Férias são para se fazer o que não se faz no cotidiano, para alargar horizontes, experimentar novos caminhos.  Apesar de não ter tirado férias, formalmente, passei o mês de julho brincando fora da caixa.  Minhas pseudo-férias incluíram uma vida repleta de  exposições de arte, festival do cinema feminino, mesas-redondas literárias e científicas, concertos, visitas com amigos que há tempos não via.  Um julho delicioso,  cheio de atividades que me tiraram da rotina, alimentaram o descanso, aliviaram a tensão.  Foi assim que encontrei e acabei me deliciando com o romance de Daniel Kehlmann,  A medida do mundo, [Cia das Letras: 2007].

Talvez tenha sido sincronicidade ler esse romance alemão um dia depois de ter assistido ao arrebatador filme de Woody Allen, Meia-noite em Paris [2011].  O que une estas duas obras é justamente a visita que se faz a uma época passada [cada qual num século e em países diferentes], a um específico local que borbulha com novas idéias, teorias.  Em ambas as obras sentimos a eletricidade dos principais pensadores que se interconectam, trocam idéias, se referem uns aos outros e nos fazem desejar que tivéssemos sido contemporâneos de seus protagonistas: Kant, Daguerre, Goethe, entram e saem das páginas desse romance com a facilidade com que uma limusine leva Gil [Owen Wilson] das ruas de Paris contemporânea aos encontros com os mais famosos escritores e artistas radicados naquela cidade nas primeiras décadas do século XX.
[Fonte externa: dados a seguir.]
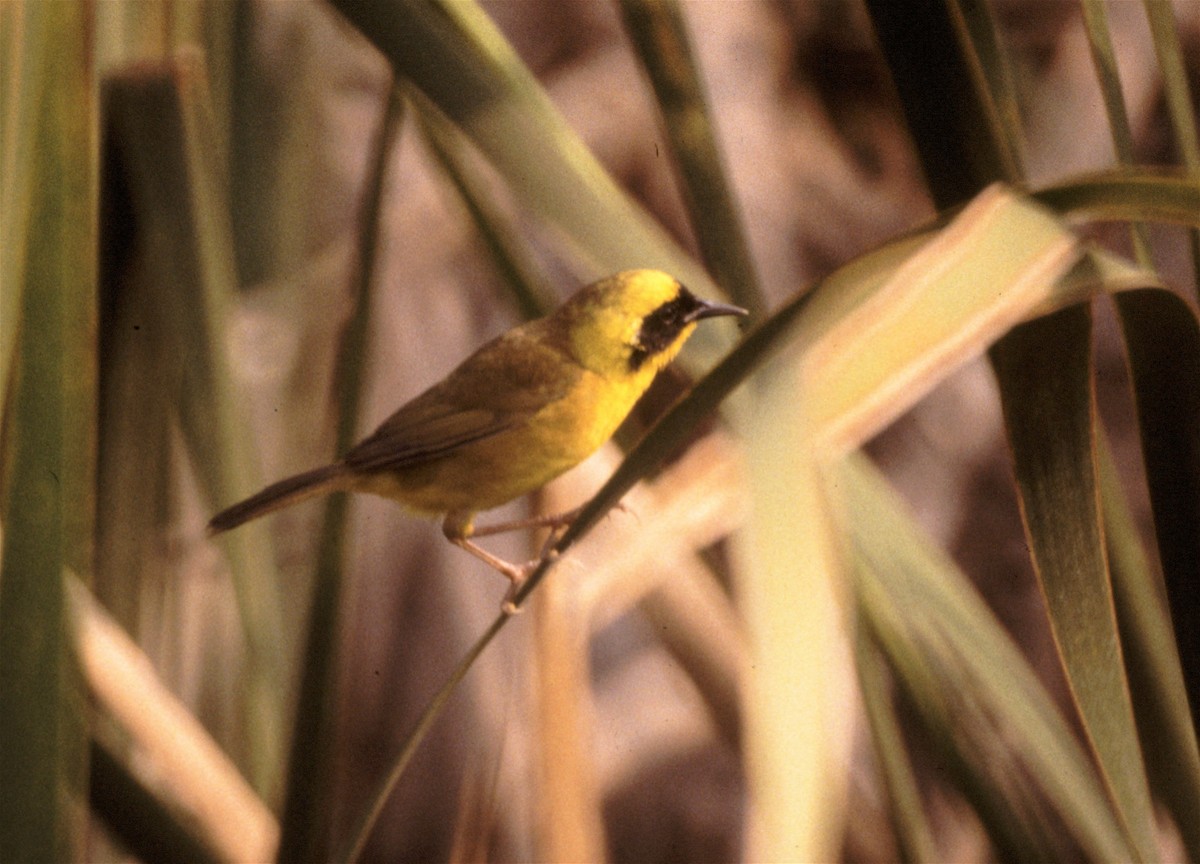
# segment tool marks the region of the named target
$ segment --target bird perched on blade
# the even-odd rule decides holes
[[[471,542],[567,517],[476,529],[475,514],[539,489],[612,437],[696,323],[744,309],[695,297],[657,270],[628,270],[514,327],[380,424],[332,465],[280,480],[209,522],[210,534],[330,492],[369,492],[444,514],[447,539],[512,582],[530,565]],[[536,563],[536,562],[533,562]]]

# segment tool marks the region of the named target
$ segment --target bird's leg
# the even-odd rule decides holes
[[[615,509],[625,511],[627,508],[623,503],[618,502],[615,505]],[[521,590],[521,586],[525,584],[525,580],[529,578],[529,574],[547,558],[557,557],[557,553],[554,551],[555,542],[582,511],[582,507],[576,507],[574,510],[568,510],[565,513],[533,516],[528,519],[514,519],[510,522],[497,522],[494,525],[484,525],[481,528],[475,527],[473,513],[454,511],[446,514],[446,518],[442,522],[442,533],[455,546],[470,552],[512,583],[509,585],[508,593],[504,595],[504,602],[502,604],[505,613],[511,615],[518,611],[516,605],[513,603],[513,598]],[[470,540],[471,537],[491,537],[495,534],[506,534],[509,531],[520,531],[525,528],[549,528],[550,533],[546,537],[546,542],[542,544],[542,549],[538,557],[532,561],[526,561],[524,564],[513,564],[505,561],[503,558],[493,555],[482,546],[472,543]]]
[[[499,534],[501,531],[493,530],[498,526],[491,526],[490,528],[476,531],[475,526],[472,524],[472,518],[473,515],[470,513],[447,513],[445,520],[442,522],[442,533],[446,535],[446,539],[455,546],[470,552],[480,561],[487,564],[493,570],[497,571],[506,579],[508,579],[511,584],[508,586],[508,593],[504,595],[504,601],[501,604],[501,608],[504,610],[505,614],[512,615],[518,611],[516,604],[513,602],[514,598],[517,596],[517,592],[521,590],[521,586],[525,584],[525,580],[529,577],[529,574],[533,572],[534,568],[537,567],[537,565],[540,564],[546,556],[543,554],[541,557],[533,561],[526,561],[524,564],[513,564],[509,561],[505,561],[503,558],[500,558],[497,555],[493,555],[482,546],[472,543],[469,538],[480,535],[486,536],[489,534]],[[505,530],[512,531],[516,530],[517,527],[521,526],[514,524],[512,527],[508,527]]]
[[[531,516],[528,519],[514,519],[511,522],[497,522],[495,525],[484,525],[482,528],[472,528],[472,537],[490,537],[493,534],[507,534],[509,531],[520,531],[523,528],[549,528],[551,535],[557,534],[575,521],[582,507],[568,510],[566,513],[554,513],[549,516]]]

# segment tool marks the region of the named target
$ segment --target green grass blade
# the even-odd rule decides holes
[[[1161,168],[1114,168],[1071,177],[1033,193],[1071,219],[1200,224],[1200,175]]]
[[[338,354],[336,370],[336,390],[341,394],[338,453],[349,450],[357,437],[380,209],[387,160],[400,129],[401,106],[402,103],[389,93],[366,184],[359,226],[356,304]],[[280,829],[277,860],[283,862],[325,861],[330,855],[329,798],[333,786],[333,739],[337,729],[337,658],[346,509],[345,495],[330,496],[325,505]]]
[[[1007,160],[1020,169],[1025,161],[1021,106],[1008,55],[1000,40],[995,4],[991,0],[954,0],[947,7],[956,32],[965,34],[965,38],[960,37],[961,44],[971,47],[967,62],[978,68],[978,80],[986,82],[983,92],[988,94],[990,105],[985,110],[995,116],[993,132],[1002,136]]]
[[[864,611],[858,610],[859,618]],[[893,704],[891,677],[876,644],[865,627],[856,628],[854,659],[858,670],[863,708],[871,730],[875,763],[883,787],[887,791],[887,806],[896,831],[896,846],[903,864],[937,859],[933,828],[921,802],[921,790],[913,773],[912,761],[904,740],[904,731]]]
[[[1150,570],[1112,453],[1099,448],[1104,532],[1121,647],[1129,670],[1138,735],[1155,796],[1170,811],[1192,860],[1200,860],[1200,750],[1160,582]]]
[[[1084,735],[1124,830],[1154,857],[1154,818],[1100,520],[1091,315],[1065,309],[992,350],[1034,569]]]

A medida do mundo é um romance baseado nas biografias de dois dos maiores cientistas que por razões diferentes saem de suas zonas de conforto e medem o mundo:  Humboldt vem para a América do Sul e mede tudo o que vê, das montanhas às margens dos rios.  Sua procura é incessante.  Ambientada no Novo Mundo a narrativa assume característica de uma aventura exacerbada por um realismo fantástico.  Gauss, por outro lado, nunca saiu de seu torrão natal: mede o mundo através de equações matemáticas ancoradas nas estrelas e por indução.  Assim como a narrativa de Humboldt parece espelhar a aventura sul-americana, o estilo literário que envolve a vida de Gauss reflete sua vida mais precisamente dimensionada. Suas vidas aparecem em capítulos intercalados, com uma narrativa bem-humorada e cativante, não se tem em nenhum momento a sensação de estranheza, mesmo tendo o autor deliberadamente diferenciado a maneira de retratá-los.

Daniel Kehlmann

Daniel Kehlmann trata todo o texto com cativante ironia e humor, além de fazer com poucas e precisas pinceladas, um retrato da efervescência intelectual da época.  Acabamos percebendo que mentes brilhantes podem vir em qualquer formato. As vidas de Gauss e Humboldt são comparadas e contrastadas dando-nos uma visão generosa das diferentes maneiras de se atingir objetivos pessoais. Esse não é um livro em que descobrimos detalhes biográficos da vida de cada cientista: essa não é a proposta.  Temos sim, ao final do romance, uma percepção rica das dificuldades corriqueiras da época, fartamente adubadas pela extraordinária imaginação do autor que nos lembra de cheiros e sons; do desconforto das viagens em carruagens, das dores de noites dormidas em desconfortáveis colchões;  da arrogância da nobreza e de sua filantropia.  Tudo retratado com leveza e ironia.  Uma leitura deliciosa diferente do que se poderia esperar de um romance histórico, de uma biografia ou até mesmo de um livro sobre cientistas.  Invista nessa leitura, não se arrependerá.